As the Megachurches Close Their Doors
"Family values:" it comes down to Family Values.
If the family is the unit in which Christianity is understood to be most effective, then one should not meet with other Christians to celebrate the birth of the Savior. One need not, like Scrooge, be introduced to the poor, the needy, the people one's double-crossed, the people one has personally disappointed. If the family is the unit for Christianity, one can comfortably spend Christmas pretending that one lives in a Hallmark Family Special: grandma and grandpa reminiscing over punch; the kids unwrapping presents, perhaps everyone saying a prayer thanking the Lord for blessing them with the riches to afford so many gifts and so much food this Christmas season.
Rachel Zoll's AP article on Megachurches closing their doors for Christmas has been reported and reposted throughout the web. David Wells, an evangelical professor of History in Massachussetts, says, ""This is a consumer mentality at work: `Let's not impose the church on people. Let's not make church in any way inconvenient.'" But I have yet to see anyone put their finger on why this picture strikes so many non-megachurch Christians as utterly ridiculous. I'd like to take my stab at it. I think the reason is pretty easy to understand: Jesus did not endorse Family Values.
Jesus, after all, said that his followers could have neither mother nor father nor sister nor brother. Jesus said that his coming would break up families: "For I am come to set a man at variance against his father, and the daughter against her mother, and the daughter in law against her mother in law" (Matt 10:35). Not only would it break up families of unbelievers, but it would break up families based on love and obedience: "If any [man] come to me, and hate not his father, and mother, and wife, and children, and brethren, and sisters, yea, and his own life also, he cannot be my disciple" (Luke 14:26).
In all of these statements in their context, Jesus makes clear demands that the individual follow his free conscience to God, rather than obeying the demands of family, church, or social pressure. The statements are continuous with Jesus's two great commandments, "to love God and serve one's neighbor," in which Jesus commanded by example and speech that the Christian serve the poor and follow God.
The calling to which he beckoned us was a family of a larger community, in which rich men knelt down to wash the feet of beggars, in which noble men forgave the tax collectors who had cheated them, in which prostitutes and lepers were welcomed to the table -- before, not after, they gave any outward signs that their lives had changed. This larger community, this great church, is inherently unhospitible to families because it is one in which at the cost of all thoughts of social advancement, family solidarity, or relationship stability.
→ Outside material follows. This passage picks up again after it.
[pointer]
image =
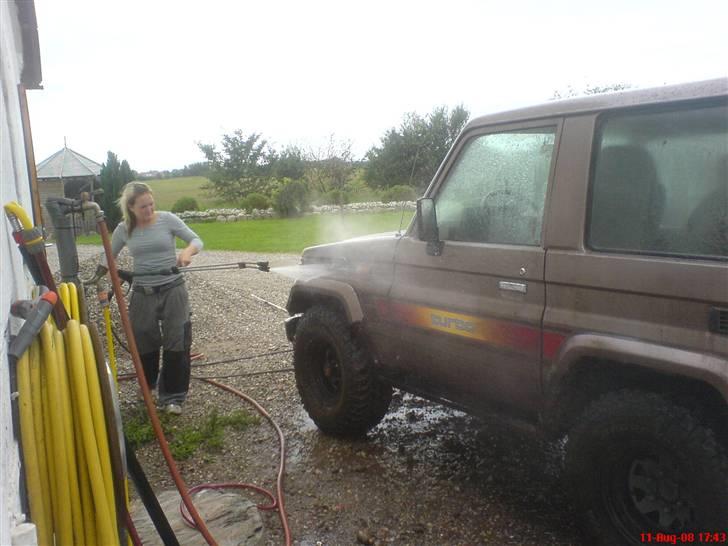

Now for most of us, who depend on our families and the good-will of others, these are challenging passages in the Gospel; I remember reading them in Sunday School when I was a Methodist 13-year-old, and entertaining serious doubts about the Book of Luke. Of course, one way of dealing with difficult passages is to ignore them.
But when Christians start speaking out against the closed doors of Megachurches, they lay their finger on a kind of heresy rife within American culture: the heresy of family values, and all the evil it has done modern political debates.
Family Values have been used, as everybody knows, to champion a certain kind of anti-tax, anti-gay, middle-class program that has successfully dismantled welfare, social security, and the rest of the safety net with which America as a nation once acted to secure its poorest citizens against complete disaster.
When the Megachurches close their doors this Christmas, they will give final testimony to the nature of the god they worship: it is a god of suburban barbeques and quiet lives; a god of shopping malls and basketball; a god made joyful by little girls in lipstick but deaf to the protest signs of angry veterans and unemployed workers and migrants hungry, housed in trenches around the farms of California.
This petty god who insures that the suburban two-car family maintains its stability even while their government spreads inequality and injustice and torture throughout the globe, this petty god is not the Lord of All. He is not the Messiah who was born to save all men. If he rules in the quiet suburb and the shopping mall, he will not rule their long: even the most secure drivers of SUV know that the oil will run out, that the race riots are spreading, that the forces of division on which their petty god feeds have grown and stretched over the country until the entire surface of America is blackened with fomenting chaos about to erupt. There is indeed an end-time coming, and it's the end of the petty god. And there is indeed a return of Jesus Christ planned, but he will not come back for the Megachurches that closed their doors to him.
The Messiah whose birth was foretold, whose coming as a savior we are now waiting for as we light candles in our urban churches and homeless shelters and open tables; this Messiah is due to come back. We spread news of His coming when we react with disgust and outrage at the closed doors of the Megachurches of the petty god of the suburbs.